”When they had sung a hymn” (Matthew 26:30)
‘No man ever spoke like this Man,’ and possibly the same might be true of Christ’s singing, ‘never man sang like this man.’ Did angels listen then as did the prisoners to the singing of Paul and Silas at Philippi?
Christ sang, and the disciples joined. They were, most of them, fishermen, and fishermen are remarkable for their hearty singing. O to have heard the discourses! O to have heard that prayer (John 17)! And O to have heard that hymn! The singing would be heard outside, and perhaps the young man (Mark 14:51) who followed them to the Garden of Gethsemane may have crept near to listen. Would not you?
Christ’s singing showed the reality of His humanity. Aristotle said of his god Jupiter, that no one ever heard of his singing; it would be beneath him. But Jesus sang, and showed He was truly one of us.
We like a hymn — especially in affliction (Acts 16:25; Ps. 42:8; Job 35:10). Martyrs have sung going to the stake, and there is a tradition that the three youths in the fiery furnace sang aloud. A hymn is more unselfish than a prayer; it expresses gratitude and love. Hence, heaven is peculiarly the place of song, for all is unselfish there.
Christ is on the eve of the most terrible conflict ever witnessed — tonight and tomorrow the Garden and the Cross! He summons to His help every aid. His eye is on the Father’s glory. He bathes Himself in it and is refreshed for conflict.
What did He sing? All writers agree that it was Psalm 118. For two thousand years the Jews have concluded the Passover by singing this Psalm. If you glance over it you will see how appropriate it is, and it came in course at the Passover. What shall we sing? The Lord will tell you as occasion calls for. As it is written, ‘His song shall be with me,’ as well as ‘My prayer’ (Ps. 42:8).
When did He sing? After the solemn Passover service and the Supper, and just before the scenes of the Garden, with Calvary in view.
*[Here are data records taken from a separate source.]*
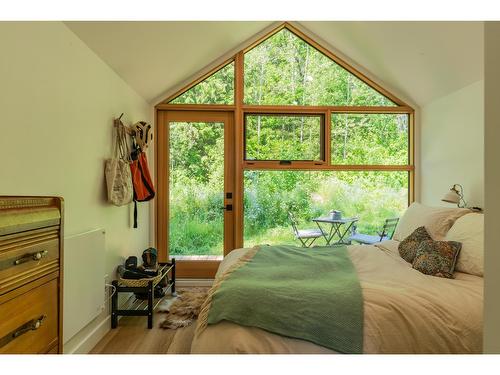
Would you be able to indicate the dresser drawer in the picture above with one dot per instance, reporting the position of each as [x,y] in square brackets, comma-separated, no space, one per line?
[29,321]
[27,255]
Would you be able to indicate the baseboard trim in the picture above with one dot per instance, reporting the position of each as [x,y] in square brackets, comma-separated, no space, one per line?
[91,340]
[193,282]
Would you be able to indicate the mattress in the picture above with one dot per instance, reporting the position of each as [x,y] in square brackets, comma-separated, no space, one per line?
[405,311]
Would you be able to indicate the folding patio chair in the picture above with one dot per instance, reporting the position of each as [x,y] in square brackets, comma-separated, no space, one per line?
[305,236]
[386,234]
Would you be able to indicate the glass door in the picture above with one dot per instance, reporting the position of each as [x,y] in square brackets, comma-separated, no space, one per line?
[198,168]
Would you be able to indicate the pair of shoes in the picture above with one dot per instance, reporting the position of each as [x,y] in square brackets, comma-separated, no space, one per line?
[158,293]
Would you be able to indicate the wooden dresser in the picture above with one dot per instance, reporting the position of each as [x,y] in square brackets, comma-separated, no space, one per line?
[31,243]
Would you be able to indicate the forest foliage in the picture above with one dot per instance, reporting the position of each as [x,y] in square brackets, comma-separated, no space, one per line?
[284,70]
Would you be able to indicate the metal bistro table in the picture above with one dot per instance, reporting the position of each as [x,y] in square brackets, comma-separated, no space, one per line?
[336,229]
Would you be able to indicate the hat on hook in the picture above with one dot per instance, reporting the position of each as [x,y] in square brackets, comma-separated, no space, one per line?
[143,134]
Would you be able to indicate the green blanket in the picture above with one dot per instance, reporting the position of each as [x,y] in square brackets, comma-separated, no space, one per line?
[310,294]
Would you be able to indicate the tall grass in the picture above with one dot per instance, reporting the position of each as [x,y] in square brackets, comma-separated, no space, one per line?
[196,220]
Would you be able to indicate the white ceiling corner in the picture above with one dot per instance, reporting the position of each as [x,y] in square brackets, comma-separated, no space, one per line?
[418,61]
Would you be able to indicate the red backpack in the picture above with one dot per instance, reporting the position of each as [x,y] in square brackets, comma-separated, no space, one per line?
[141,179]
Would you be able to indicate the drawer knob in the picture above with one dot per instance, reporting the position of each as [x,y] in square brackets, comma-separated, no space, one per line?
[32,325]
[31,256]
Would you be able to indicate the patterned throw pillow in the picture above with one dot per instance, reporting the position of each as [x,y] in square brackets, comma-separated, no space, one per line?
[437,258]
[408,247]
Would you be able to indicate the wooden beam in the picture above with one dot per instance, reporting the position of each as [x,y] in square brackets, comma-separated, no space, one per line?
[321,109]
[195,107]
[345,65]
[239,151]
[198,80]
[321,166]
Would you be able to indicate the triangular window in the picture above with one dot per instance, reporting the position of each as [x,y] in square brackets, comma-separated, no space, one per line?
[215,89]
[286,70]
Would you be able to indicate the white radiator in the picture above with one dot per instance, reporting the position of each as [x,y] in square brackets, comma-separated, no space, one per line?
[84,270]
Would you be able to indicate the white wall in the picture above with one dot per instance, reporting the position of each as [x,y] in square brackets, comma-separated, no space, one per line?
[491,328]
[57,101]
[452,146]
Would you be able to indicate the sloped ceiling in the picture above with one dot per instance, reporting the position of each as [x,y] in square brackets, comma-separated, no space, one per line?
[420,61]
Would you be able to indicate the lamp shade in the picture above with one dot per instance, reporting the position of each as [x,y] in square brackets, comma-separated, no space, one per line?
[451,197]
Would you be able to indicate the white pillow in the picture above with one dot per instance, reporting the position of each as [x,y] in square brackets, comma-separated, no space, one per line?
[437,220]
[469,230]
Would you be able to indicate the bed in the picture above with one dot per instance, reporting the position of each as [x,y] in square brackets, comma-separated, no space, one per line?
[405,311]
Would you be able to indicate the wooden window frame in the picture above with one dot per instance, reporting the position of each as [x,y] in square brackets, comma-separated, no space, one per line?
[239,110]
[275,162]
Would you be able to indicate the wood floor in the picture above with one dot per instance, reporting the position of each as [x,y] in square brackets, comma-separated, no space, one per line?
[133,337]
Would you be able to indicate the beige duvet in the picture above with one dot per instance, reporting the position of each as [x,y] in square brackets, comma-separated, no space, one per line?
[405,311]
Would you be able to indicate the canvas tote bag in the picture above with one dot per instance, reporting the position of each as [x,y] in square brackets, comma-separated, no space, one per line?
[117,170]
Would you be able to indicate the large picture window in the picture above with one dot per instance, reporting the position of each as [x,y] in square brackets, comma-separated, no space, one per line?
[305,133]
[284,137]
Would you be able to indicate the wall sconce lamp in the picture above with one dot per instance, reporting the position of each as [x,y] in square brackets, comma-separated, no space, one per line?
[456,196]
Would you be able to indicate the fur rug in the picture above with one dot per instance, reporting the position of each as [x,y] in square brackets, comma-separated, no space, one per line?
[184,309]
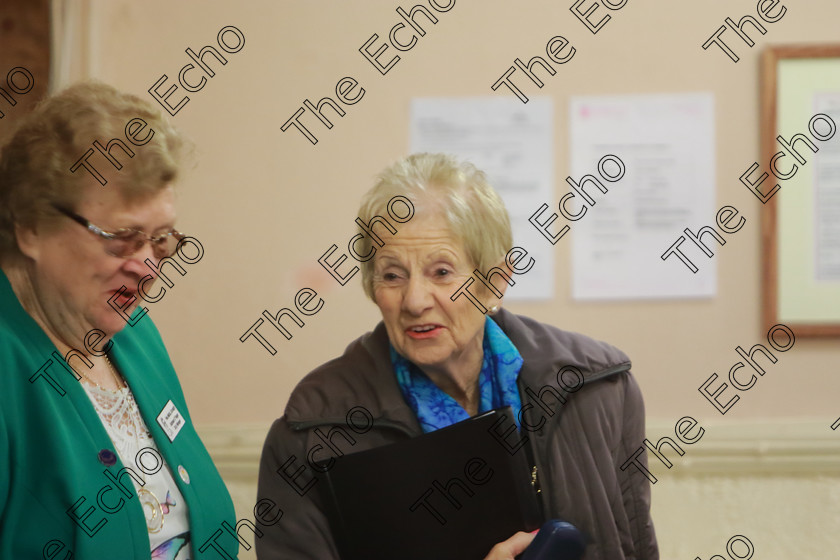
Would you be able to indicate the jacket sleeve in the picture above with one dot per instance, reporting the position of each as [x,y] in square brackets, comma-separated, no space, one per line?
[635,486]
[294,526]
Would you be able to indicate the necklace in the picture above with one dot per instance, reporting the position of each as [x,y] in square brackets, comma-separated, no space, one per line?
[114,374]
[153,510]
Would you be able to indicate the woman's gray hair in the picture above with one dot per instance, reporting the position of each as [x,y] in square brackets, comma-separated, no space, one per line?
[474,212]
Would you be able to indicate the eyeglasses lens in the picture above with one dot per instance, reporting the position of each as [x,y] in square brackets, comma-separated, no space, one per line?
[130,242]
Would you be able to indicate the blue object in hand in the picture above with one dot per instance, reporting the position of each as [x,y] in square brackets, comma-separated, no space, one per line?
[557,540]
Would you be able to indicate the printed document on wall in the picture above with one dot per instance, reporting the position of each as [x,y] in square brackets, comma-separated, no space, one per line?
[666,143]
[513,144]
[826,185]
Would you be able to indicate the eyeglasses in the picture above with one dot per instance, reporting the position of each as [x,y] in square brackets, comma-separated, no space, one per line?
[126,241]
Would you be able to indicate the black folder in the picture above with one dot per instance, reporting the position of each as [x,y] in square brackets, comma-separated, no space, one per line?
[449,494]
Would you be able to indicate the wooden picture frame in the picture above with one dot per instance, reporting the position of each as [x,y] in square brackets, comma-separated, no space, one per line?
[801,263]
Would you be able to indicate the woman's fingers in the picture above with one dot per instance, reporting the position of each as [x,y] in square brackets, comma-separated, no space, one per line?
[507,550]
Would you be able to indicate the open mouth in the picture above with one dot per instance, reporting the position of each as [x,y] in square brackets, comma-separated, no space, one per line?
[418,332]
[124,298]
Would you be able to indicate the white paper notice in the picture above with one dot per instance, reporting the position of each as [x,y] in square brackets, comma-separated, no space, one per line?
[666,143]
[826,181]
[513,144]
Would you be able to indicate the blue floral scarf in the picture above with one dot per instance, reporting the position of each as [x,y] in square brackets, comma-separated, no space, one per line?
[497,383]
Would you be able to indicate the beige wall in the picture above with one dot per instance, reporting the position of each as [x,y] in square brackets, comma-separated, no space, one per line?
[266,204]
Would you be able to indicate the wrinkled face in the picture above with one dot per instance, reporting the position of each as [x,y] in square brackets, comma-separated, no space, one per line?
[415,274]
[73,275]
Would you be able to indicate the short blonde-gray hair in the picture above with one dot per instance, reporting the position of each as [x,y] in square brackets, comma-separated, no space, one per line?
[35,163]
[474,212]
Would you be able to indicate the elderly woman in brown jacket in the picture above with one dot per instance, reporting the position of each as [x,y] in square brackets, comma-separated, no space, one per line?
[436,359]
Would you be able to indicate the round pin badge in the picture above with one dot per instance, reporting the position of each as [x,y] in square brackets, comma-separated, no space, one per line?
[184,474]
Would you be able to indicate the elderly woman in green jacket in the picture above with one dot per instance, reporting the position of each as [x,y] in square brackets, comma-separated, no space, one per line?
[436,358]
[98,455]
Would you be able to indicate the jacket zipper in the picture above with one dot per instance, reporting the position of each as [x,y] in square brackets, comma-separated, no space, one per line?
[535,481]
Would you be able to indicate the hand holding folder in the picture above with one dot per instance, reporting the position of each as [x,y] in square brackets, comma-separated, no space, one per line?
[452,494]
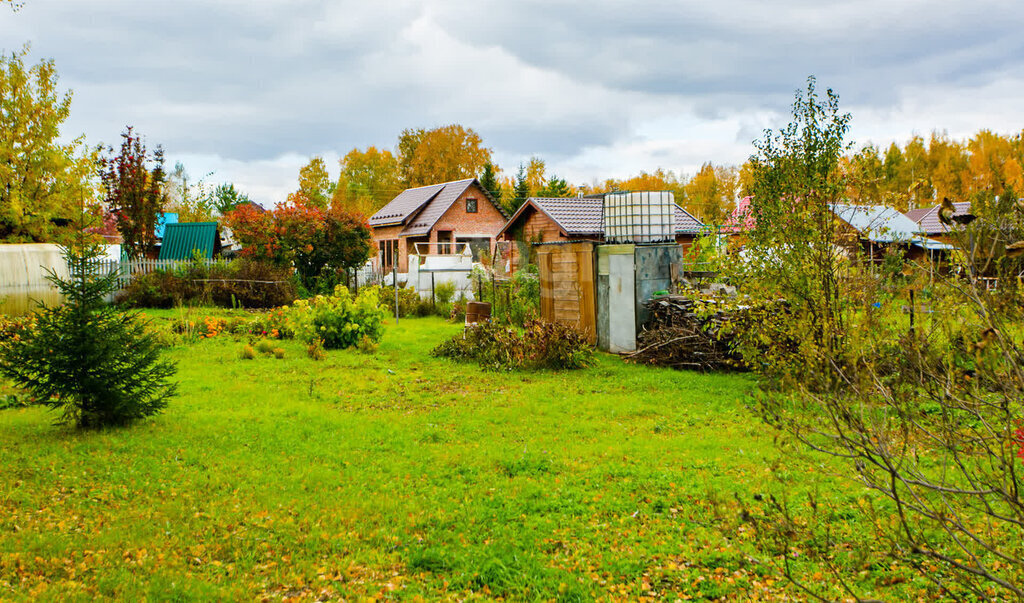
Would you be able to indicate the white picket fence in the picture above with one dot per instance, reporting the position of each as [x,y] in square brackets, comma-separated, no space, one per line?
[128,269]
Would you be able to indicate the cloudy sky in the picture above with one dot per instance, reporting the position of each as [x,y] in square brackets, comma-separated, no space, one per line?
[250,89]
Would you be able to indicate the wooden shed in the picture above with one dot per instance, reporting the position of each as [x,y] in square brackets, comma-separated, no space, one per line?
[567,293]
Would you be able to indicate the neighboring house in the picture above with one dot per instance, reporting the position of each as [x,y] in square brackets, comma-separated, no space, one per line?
[183,241]
[543,219]
[876,228]
[436,219]
[927,219]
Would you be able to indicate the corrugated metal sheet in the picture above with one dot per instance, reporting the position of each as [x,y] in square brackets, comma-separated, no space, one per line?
[585,216]
[180,241]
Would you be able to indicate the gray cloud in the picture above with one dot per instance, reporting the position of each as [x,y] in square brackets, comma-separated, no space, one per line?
[249,82]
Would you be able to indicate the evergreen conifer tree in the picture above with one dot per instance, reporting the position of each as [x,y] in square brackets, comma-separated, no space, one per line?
[95,364]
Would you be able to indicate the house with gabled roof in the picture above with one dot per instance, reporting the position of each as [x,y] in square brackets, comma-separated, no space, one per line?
[440,218]
[928,220]
[545,219]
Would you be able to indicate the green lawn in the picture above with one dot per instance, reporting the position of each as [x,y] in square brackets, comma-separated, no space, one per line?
[398,475]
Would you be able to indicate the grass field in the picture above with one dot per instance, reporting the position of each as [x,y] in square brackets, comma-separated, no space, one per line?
[398,475]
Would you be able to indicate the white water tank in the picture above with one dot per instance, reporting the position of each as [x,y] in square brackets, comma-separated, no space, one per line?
[639,217]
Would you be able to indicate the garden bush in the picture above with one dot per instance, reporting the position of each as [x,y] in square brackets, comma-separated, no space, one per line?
[513,301]
[338,319]
[541,345]
[238,284]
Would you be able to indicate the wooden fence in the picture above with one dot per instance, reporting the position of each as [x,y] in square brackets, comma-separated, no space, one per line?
[567,295]
[128,269]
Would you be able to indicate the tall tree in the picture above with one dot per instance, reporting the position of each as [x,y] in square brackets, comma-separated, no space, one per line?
[369,180]
[315,186]
[521,190]
[797,177]
[711,194]
[226,198]
[40,178]
[555,187]
[441,155]
[536,175]
[134,191]
[322,244]
[488,179]
[193,202]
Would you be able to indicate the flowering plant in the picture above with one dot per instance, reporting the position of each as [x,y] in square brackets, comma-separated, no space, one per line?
[338,319]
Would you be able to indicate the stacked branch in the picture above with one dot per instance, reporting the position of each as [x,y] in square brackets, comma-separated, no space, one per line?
[682,335]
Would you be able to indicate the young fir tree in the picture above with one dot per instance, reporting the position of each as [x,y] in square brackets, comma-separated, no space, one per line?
[97,365]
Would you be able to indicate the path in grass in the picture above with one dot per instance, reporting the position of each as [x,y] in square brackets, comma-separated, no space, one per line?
[400,475]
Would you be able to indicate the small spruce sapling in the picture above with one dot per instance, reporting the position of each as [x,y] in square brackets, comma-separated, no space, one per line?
[97,365]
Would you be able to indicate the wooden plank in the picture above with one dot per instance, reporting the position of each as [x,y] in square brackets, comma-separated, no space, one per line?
[588,293]
[544,275]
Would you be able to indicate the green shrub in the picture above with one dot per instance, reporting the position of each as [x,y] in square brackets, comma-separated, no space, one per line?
[367,345]
[338,319]
[97,365]
[315,349]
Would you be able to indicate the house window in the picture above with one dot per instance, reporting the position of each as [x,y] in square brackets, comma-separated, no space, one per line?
[444,242]
[389,254]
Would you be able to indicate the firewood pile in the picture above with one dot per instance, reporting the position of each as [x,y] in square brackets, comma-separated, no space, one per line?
[683,334]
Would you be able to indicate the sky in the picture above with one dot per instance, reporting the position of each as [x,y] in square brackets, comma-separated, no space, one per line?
[246,91]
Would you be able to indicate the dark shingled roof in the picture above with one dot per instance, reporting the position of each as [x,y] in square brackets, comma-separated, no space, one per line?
[401,207]
[928,218]
[420,208]
[578,216]
[426,219]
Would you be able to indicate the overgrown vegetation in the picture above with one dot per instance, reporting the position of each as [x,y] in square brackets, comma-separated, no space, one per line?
[323,244]
[513,301]
[540,345]
[96,365]
[338,320]
[924,407]
[399,475]
[230,285]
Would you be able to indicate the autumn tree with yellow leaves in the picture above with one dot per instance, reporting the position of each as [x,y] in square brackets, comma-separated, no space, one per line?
[44,181]
[440,155]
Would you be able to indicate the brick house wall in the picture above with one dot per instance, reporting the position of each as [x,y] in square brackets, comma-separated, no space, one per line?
[485,222]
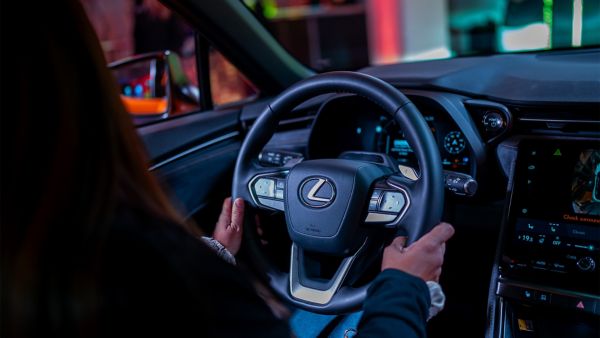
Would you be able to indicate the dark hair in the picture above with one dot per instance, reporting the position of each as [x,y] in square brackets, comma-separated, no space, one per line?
[70,154]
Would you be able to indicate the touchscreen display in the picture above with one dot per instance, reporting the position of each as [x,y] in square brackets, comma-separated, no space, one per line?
[555,214]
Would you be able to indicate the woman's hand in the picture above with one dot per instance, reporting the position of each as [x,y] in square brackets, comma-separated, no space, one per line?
[229,228]
[423,258]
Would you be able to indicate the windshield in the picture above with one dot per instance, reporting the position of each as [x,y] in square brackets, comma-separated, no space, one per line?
[350,34]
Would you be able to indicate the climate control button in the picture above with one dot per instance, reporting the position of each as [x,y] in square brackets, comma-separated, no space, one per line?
[586,264]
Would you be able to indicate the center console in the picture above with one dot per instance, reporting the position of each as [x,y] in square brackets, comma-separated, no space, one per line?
[547,278]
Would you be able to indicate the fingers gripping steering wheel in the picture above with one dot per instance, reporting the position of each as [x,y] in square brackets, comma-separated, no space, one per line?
[333,206]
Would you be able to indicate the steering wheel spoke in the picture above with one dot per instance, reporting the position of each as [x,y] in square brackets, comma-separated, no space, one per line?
[319,291]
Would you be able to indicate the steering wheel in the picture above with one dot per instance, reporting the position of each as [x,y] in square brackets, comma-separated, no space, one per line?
[339,207]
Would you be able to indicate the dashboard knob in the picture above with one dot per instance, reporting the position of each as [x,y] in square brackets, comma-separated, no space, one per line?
[586,264]
[493,121]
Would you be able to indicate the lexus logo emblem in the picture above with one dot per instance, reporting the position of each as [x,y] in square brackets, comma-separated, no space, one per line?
[317,192]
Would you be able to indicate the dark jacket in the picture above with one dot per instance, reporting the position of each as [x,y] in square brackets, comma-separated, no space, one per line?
[159,280]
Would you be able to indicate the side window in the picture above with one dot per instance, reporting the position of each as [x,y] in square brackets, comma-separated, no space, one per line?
[152,53]
[228,84]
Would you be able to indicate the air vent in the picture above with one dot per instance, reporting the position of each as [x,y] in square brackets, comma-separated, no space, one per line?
[565,119]
[294,122]
[493,120]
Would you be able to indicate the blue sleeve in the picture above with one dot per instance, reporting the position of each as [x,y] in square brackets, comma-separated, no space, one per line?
[397,305]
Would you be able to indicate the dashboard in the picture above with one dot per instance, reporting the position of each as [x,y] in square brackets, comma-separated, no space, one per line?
[351,123]
[527,127]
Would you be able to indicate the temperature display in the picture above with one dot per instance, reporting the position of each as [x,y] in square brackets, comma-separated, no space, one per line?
[454,142]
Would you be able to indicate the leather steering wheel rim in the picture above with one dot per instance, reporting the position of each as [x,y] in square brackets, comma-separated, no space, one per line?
[427,195]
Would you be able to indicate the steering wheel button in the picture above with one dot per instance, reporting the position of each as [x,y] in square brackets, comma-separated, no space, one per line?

We are not told in the Gospels of Christ singing until now — perhaps because His doing so in these circumstances was so peculiar and so fitted to instruct us. His last note was a cheerful note, though He knew what was in the future. Much more should ours be so.
Let us try unselfishly, like Jesus, to keep our friends from sorrow as long as we can. In the face of difficulties, sing to the Lord. If you have a dread of what is coming, sing, instead of brooding over it. If you are like the Master — singing before He went to the Garden — you will be enabled to go fearlessly forward.
When will He sing again? When all sorrow and conflict are over (Ps. 22:23, 69:30, 118:21). It will be the day of the Song of Moses and the Lamb. When He comes again Christ will lead that great multitude of the redeemed whom no man can number, in the song of praise. He will sing over completed redemption at the sea of glass, as did Moses at the Red Sea.
After they had sung this hymn they seem all to have been so elated, in such spirits, so full of joy, that the Master had to put in a word of warning. ‘All of you shall be offended because of Me this night.’ But, so like the Master, He added, ‘But I will not forsake you. I will go before you into Galilee.’ But the silly sheep who were to be scattered did not believe Him.
Do not blame Peter too much, for they all joined in saying, ‘Though I should die with You,’ etc. Christ did not contradict them. He knew the corruption of their heart; He knew what would happen. When they said this they were full of feeling. Let us not lay too much stress on feeling and emotion when we come to the Lord’s Table. Put stress upon this: That the Shepherd’s heart will never change toward you. ‘Many waters cannot quench love, neither can the floods drown it.’